TEAM HANNAH: salman rushdie, edgar allen poe, jeff tweedy, stephen colbert, janeane garofalo, keifer sutherland

TEAM MAMIE: jem and the holograms, star brite, kirsten dunst, the guys from ween in the "buddy holly" video, lisa kudrow

the epigraph to one of my student's final portfolio this semester is from bob hass:

"it's the moment when the burden of another person's life seems insupportable. we want to be reborn incessantly but actually doing it begins--have you noticed? to seem redundant."

16 comments:

JaySlacks said...

Wow. I agree with both of you. That has to mean something.

eric said...
This comment has been removed by the author.
eric said...

So why on the first of the year? If you really want to do something, you should just do it.

‘Well honey, because it’s January 1, 20blahblah, I’m going to give up pork and nothing’s going to stop me. Because you know, last month and the month before that and the month before that would have been just too damn hard.’

It’s a pipe dream. People set themselves up for failure more with this stupid resolution thing that anything else. You do realize that it’s ok to start something, going to the gym, eating better, stop smoking, etc., on days that aren’t the first of the year? I don’t get it. It’s silly. It’s illogical. It’s disappointment. It’s a freshly poured bowl of Fruit Loops, all nice and crispy on the top but with every passing second the milk is seeping into the loops, making them soggy and gross.

xoxoxox

Ps. Don't freak out, that was me who deleted the above comment.

JaySlacks said...

Wait? Is it 2008? What did I do for New Years?!?

Anonymous said...

nipple confidence, mames.

Mamie said...

why yes, eric, i do understand man's capability of joining a gym or giving up pork on, say, september 27th.

the eerie discipleship of the new year is not lost on me or many of the other millions living inside our naive, small-minded, idealistic new year snow globe.

eric said...

Don't get me wrong, I'm idealistic. Tutoring illiterate adults b/c I have extra time, yes. Taking salsa lessons as a New Years resolution, no.

Btw, happy New Years. :)

Mamie said...

jesus, e., this is precisely the point: NO ONE salsa dances anymore. that is entirely a resolution for the EARLY 2000's...say, 2003.

it's contra dance, bitches, contra dance all the way.

Mamie said...

and, michelle, i meant to address the earlier breast comment:
the nipple is not the problem. mmmkay?

hannah said...

i wiiiiiiin.

now, back to reviewing bhutto's autopsy report w/c is available in a pdf file from cnn.

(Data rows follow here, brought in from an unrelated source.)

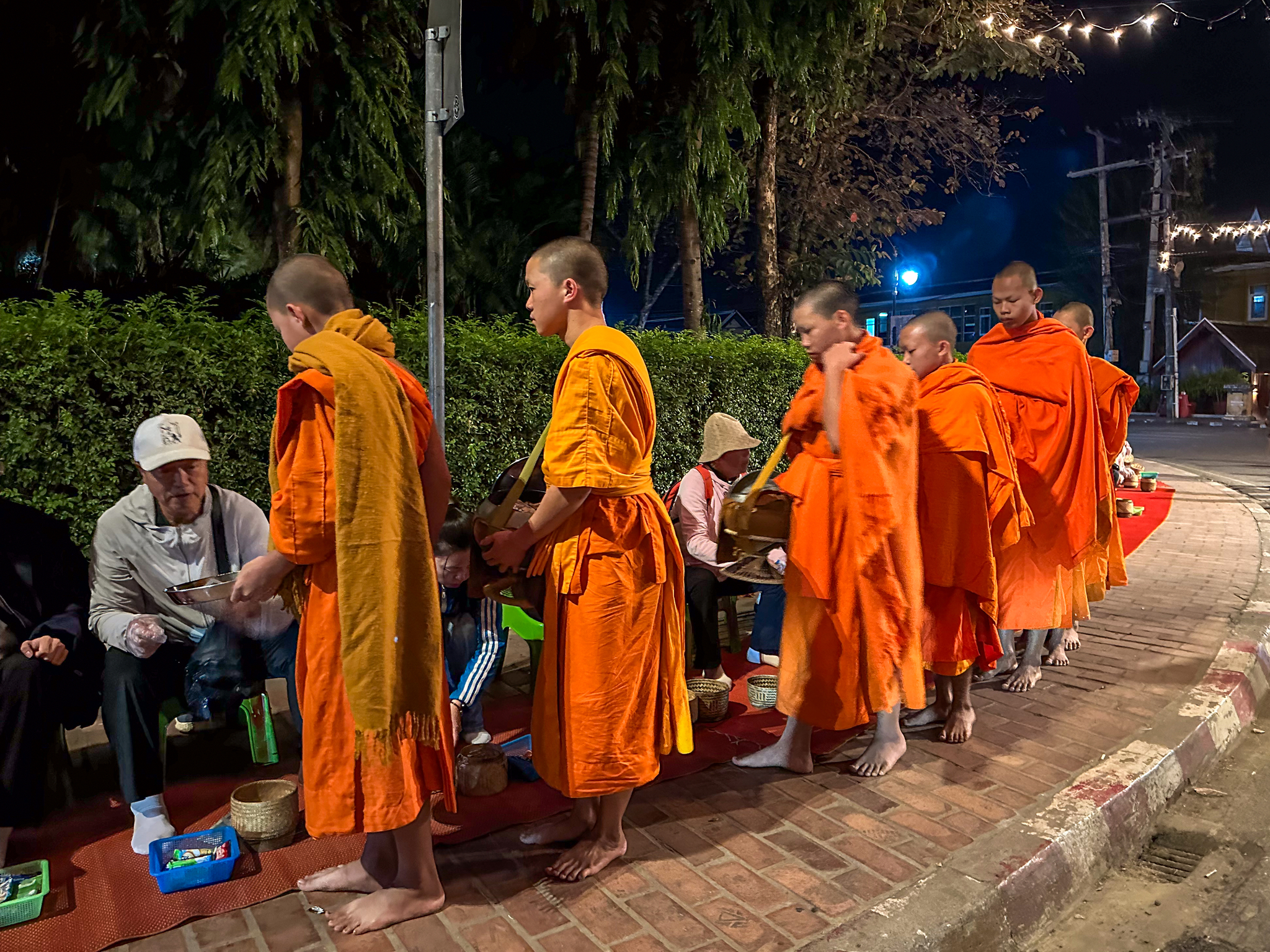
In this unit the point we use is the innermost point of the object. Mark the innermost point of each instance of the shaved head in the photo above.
(1019, 270)
(827, 299)
(936, 327)
(929, 342)
(1076, 316)
(313, 282)
(578, 259)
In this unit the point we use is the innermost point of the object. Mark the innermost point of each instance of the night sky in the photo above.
(1219, 77)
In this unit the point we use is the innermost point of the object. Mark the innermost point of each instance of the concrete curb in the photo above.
(997, 891)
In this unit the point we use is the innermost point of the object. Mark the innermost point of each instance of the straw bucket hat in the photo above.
(723, 434)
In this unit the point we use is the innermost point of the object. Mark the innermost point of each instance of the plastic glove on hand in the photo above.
(144, 635)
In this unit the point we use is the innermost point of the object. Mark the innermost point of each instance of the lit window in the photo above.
(1258, 302)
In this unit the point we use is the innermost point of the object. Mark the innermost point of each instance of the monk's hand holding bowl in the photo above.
(841, 357)
(259, 579)
(506, 550)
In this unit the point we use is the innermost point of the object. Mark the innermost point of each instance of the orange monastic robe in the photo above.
(969, 508)
(346, 792)
(1117, 392)
(610, 697)
(1042, 376)
(851, 641)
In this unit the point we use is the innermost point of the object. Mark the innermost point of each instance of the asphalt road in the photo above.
(1237, 457)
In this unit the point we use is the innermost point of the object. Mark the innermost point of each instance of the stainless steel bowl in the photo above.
(214, 588)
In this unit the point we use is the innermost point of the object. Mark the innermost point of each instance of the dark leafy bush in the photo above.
(83, 372)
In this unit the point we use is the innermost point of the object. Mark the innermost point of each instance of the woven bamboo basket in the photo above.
(711, 699)
(265, 810)
(762, 691)
(481, 771)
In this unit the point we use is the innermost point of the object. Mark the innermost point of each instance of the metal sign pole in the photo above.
(442, 107)
(433, 100)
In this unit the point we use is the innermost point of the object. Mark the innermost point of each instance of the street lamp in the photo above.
(910, 277)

also, i made the kenyan mail runner comment before the riots today. 'the only truth on the streets is a machete.'

back to rejoicing and dropping those pounds!!!

Anonymous said...

precisely. it's what counts most. who wants to play hacky sack w/a gravity-stricken breasticle when they're 60? ok. i probably would, but that's beside the point.

Anonymous said...

can you guys blog more please? thx.

Anonymous said...

Buddy Holly was Weezer, not Ween. =)

Mamie said...

shit. of course it was. i'm always idioting it up somehow.

maybe it's because i've had "baby bitch" in my head for a week...

Unknown said...

**Kicks self for not busting Mamie on the Ween/Weezer f-up!** Damnit!

JaySlacks said...

Fucking finally! A picture that makes sense!!!!